Monolinguals are disadvantaged in conventional language-learning classes because they begin learning at a late age and the classes focus more on grammar than real-life communication, according to Potowski.

Barrett said she teaches through leading free-thinking exercises because they help the brain consider real-life applications.

“Rather than following the textbook too closely, I try to think of scenarios where they would have to use such a concept,” Barrett said. “Rather than just rote memory, you have to place the student in a scenario.”

Potowski said the bilingual schooling model helps students embrace their family identity because their home language is not viewed as a problem. In contrast to the outside world that operates in English, school would be a place where they would be positioned as most knowledgeable.

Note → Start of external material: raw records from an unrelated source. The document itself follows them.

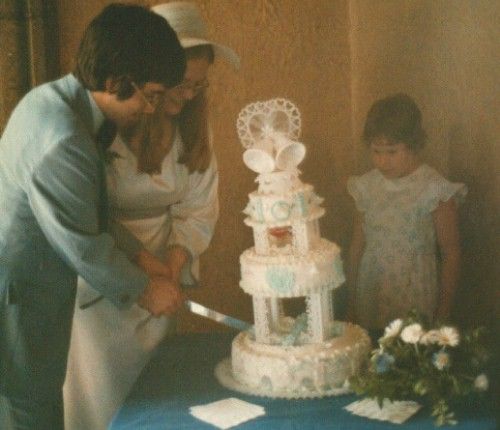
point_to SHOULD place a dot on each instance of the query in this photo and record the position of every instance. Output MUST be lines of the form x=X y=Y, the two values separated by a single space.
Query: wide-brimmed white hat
x=186 y=20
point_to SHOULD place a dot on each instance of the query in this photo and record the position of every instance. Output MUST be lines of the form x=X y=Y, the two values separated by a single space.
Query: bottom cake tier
x=311 y=370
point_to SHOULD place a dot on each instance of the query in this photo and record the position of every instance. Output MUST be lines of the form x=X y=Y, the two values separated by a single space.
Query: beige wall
x=333 y=58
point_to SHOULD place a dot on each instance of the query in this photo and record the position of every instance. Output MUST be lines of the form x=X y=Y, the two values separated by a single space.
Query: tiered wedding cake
x=311 y=355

Seoul, South Korea junior Esther Kim said she wants to send her future children to a dual immersion school because it would be an culturally-embracive environment. Kim also plans to speak Korean at home because that was her first language as well. Kim is studying linguistics and speaks four languages — Korean and English fluently as well as German and Russian conversationally. She said she is confident this set-up would still allow exposure to “American culture and linguistic experience outside of the school because they live in the States.”

Potowski believes immigrants should learn English but shouldn’t be “forced to abandon their non-English languages as the price of admission.”

Current U.S. educational policies “erase” languages by either neglect or “actively erasing” through bullying, according to Potowski.

Kim said she has faced racism everywhere she has lived; she grew up in multiple countries including Germany and Kyrgyzstan. She said she noticed a different perspective between the monolingual culture of the U.S. versus the multilingual cultures in Germany and Kyrgyzstan.

“Most of the monocultural, monolingual people I’ve met are Americans,” Kim said. “They can sometimes be intentionally rude about other cultures and perceive American culture as superior.”

Potowski said studying alongside diverse peers inoculates people against racism.

“I want to change the discourse in this nation about what it means to be American. You absolutely can be American and speak more than one language,” Potowski said.

The fall 2018 profile on Baylor undergraduate students shows that 658 students, representing 4.6 percent of the student body, are resident or nonresident aliens from 72 countries.